The Power of Jingles
Would you like to buy the world a Coke? Maybe keep it company?
Coca Cola’s homage to hippy culture has lived many lives. Originally, the airy, hug-n-feel-goodness of the tune and images wasn’t well-received by two groups. First, flag-waving, apple-pie-loving conservatives saw it as Coke abandoning its place as an iconic beverage choice of patriots and their families. The other group, the streams of youth decried as “hippies,” saw it as another example of corporate America trying to capitalize on their moment. But the jingle outlasted both. Even remerging over the years. Most recently as the a-ha moment for Don Draper in the finale of Mad Men. Love or hate them, jingles are as much a part of culture today as they were back in biblical times. I mean isn’t the Psalm of David a lyrical pitch for the benefits of belief?
Yes, the advertising jingle has a long, strange history of generating earworms for the masses. The challenge? As with any piece of advertising, it’s to make it memorable. I can remember several from my childhood that have lived word-for-word and rent-free in my head for decades now. The little kid with his fishing rod on the dock singing “My bologna has first name. It’s O-S-C-A-R. My bologna has a second name, it’s M-A-Y-E-R. Oh, I love to eat it every day, and if you ask me why I’ll say, cause’ Oscar Mayer has a way with B-O-L-O-G-N-A!” That one ran frequently during The Wonderful World of Disney. Or, during Saturday morning cartoons, how the Transformers were more than meets the eye. Spoiler alert. They were robots in disguise. And immediately took top seat on the Christmas list.

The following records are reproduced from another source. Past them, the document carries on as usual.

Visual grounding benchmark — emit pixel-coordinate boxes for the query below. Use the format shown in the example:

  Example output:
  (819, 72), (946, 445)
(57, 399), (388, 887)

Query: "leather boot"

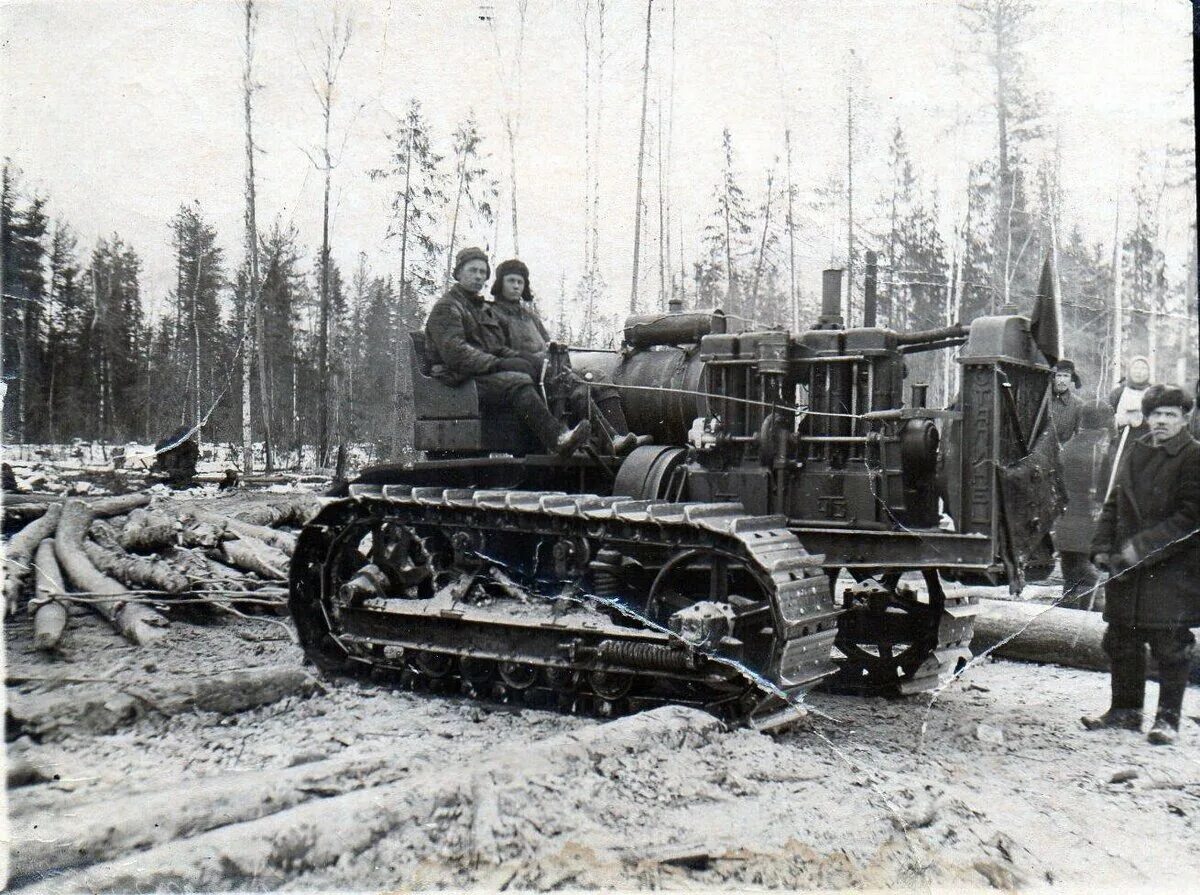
(512, 385), (566, 451)
(554, 420), (592, 457)
(1146, 662), (1189, 746)
(1080, 655), (1146, 732)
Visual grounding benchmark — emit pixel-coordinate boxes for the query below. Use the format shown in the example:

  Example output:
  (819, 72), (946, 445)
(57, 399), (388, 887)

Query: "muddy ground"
(6, 575), (1200, 891)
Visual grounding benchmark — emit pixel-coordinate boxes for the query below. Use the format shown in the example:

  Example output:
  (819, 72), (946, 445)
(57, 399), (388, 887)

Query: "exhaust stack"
(816, 268), (846, 330)
(863, 250), (880, 326)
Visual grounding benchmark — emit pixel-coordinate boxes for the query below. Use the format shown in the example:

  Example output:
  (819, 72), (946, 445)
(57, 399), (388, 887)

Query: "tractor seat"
(408, 332), (530, 456)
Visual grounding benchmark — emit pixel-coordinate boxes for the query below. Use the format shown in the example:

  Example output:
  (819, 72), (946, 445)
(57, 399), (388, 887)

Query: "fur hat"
(492, 258), (533, 301)
(454, 246), (492, 276)
(1054, 360), (1084, 389)
(1141, 385), (1192, 416)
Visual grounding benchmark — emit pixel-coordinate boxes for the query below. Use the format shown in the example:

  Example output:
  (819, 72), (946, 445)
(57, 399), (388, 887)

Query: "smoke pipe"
(817, 268), (845, 330)
(863, 250), (878, 326)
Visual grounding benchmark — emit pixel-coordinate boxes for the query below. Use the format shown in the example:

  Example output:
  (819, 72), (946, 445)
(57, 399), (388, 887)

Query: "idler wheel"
(500, 662), (538, 690)
(458, 656), (496, 686)
(588, 672), (634, 702)
(413, 650), (454, 680)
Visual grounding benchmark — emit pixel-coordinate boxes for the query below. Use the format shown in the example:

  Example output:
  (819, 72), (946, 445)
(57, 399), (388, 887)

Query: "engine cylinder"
(625, 311), (726, 348)
(612, 347), (708, 444)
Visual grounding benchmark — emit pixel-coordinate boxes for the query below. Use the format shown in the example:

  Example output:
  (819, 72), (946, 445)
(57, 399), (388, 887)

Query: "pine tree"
(258, 221), (311, 448)
(0, 160), (48, 442)
(85, 233), (144, 442)
(373, 100), (446, 456)
(697, 127), (751, 317)
(169, 204), (227, 439)
(446, 112), (499, 282)
(959, 0), (1040, 312)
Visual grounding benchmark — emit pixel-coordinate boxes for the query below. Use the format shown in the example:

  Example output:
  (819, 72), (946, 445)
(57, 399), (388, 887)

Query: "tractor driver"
(492, 258), (650, 457)
(425, 247), (592, 456)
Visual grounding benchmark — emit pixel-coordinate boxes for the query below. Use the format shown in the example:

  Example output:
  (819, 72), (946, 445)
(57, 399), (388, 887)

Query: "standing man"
(425, 248), (592, 456)
(1054, 401), (1112, 609)
(1050, 360), (1084, 444)
(1082, 385), (1200, 745)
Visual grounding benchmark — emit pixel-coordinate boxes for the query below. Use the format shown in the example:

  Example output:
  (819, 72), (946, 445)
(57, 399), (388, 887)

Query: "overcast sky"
(0, 0), (1194, 321)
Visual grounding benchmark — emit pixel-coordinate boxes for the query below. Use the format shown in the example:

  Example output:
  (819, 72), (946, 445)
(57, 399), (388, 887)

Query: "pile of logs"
(4, 492), (320, 650)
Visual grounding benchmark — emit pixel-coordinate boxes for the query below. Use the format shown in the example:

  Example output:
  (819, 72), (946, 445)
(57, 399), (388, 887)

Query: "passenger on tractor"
(425, 247), (592, 456)
(492, 258), (652, 457)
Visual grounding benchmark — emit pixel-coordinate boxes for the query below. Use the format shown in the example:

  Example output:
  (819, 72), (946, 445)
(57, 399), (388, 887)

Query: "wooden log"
(4, 492), (150, 528)
(220, 537), (289, 581)
(230, 494), (320, 527)
(54, 500), (167, 645)
(8, 666), (320, 739)
(83, 519), (191, 594)
(4, 504), (62, 615)
(194, 512), (296, 557)
(10, 753), (412, 878)
(88, 491), (150, 518)
(971, 600), (1200, 683)
(32, 705), (721, 893)
(118, 510), (179, 553)
(29, 537), (67, 650)
(4, 497), (54, 531)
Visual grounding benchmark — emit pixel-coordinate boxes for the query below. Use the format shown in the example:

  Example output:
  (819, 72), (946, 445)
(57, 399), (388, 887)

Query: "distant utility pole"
(241, 0), (258, 475)
(846, 50), (854, 328)
(629, 0), (654, 314)
(1112, 193), (1124, 388)
(784, 127), (800, 330)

Now that I’ve dated myself, a more contemporary example would be the jingle’s hipster grandchild: the sting. The jingle in a concentrated form. Short. Catchy. Memorable. I’m sure if I sang “like a good neighbour” that most of you could finish with “State Farm is there.” In 2003, McDonald’s partnered with Justin Timberlake to launch their new “I’m lovin’ it” campaign. The sting, once sung, now lives in its 18th year as a riffed interpretation recognized around the world. Hard to dispute its reach. But its effectiveness? That’s the real juice.
There’s an old cliché about advertising. That no matter how good or bad an ad is, if you remember it, it has done its job. This is just not true. Have you ever taken a mouthful of curdled milk before? Is it a fond milk memory for you? The goal of any good piece of marketing or brand campaign is interaction. Physically. Emotionally. They aim to be a part of your life.
The problem with working in a results-driven industry is that it’s hard to add a hard number to the culture around a brand. Did Coke sell more Coke because they sang of buying the world a Coke? No doubt. But the bigger win in this situation, in any situation where a brand’s jingle or sting becomes a part of mainstream culture, is that you created brand influence. Recognition. It’s part of the contemporary and therefore accepted. Loved. And, most importantly, engaged with. There’s no line in the spreadsheet for that.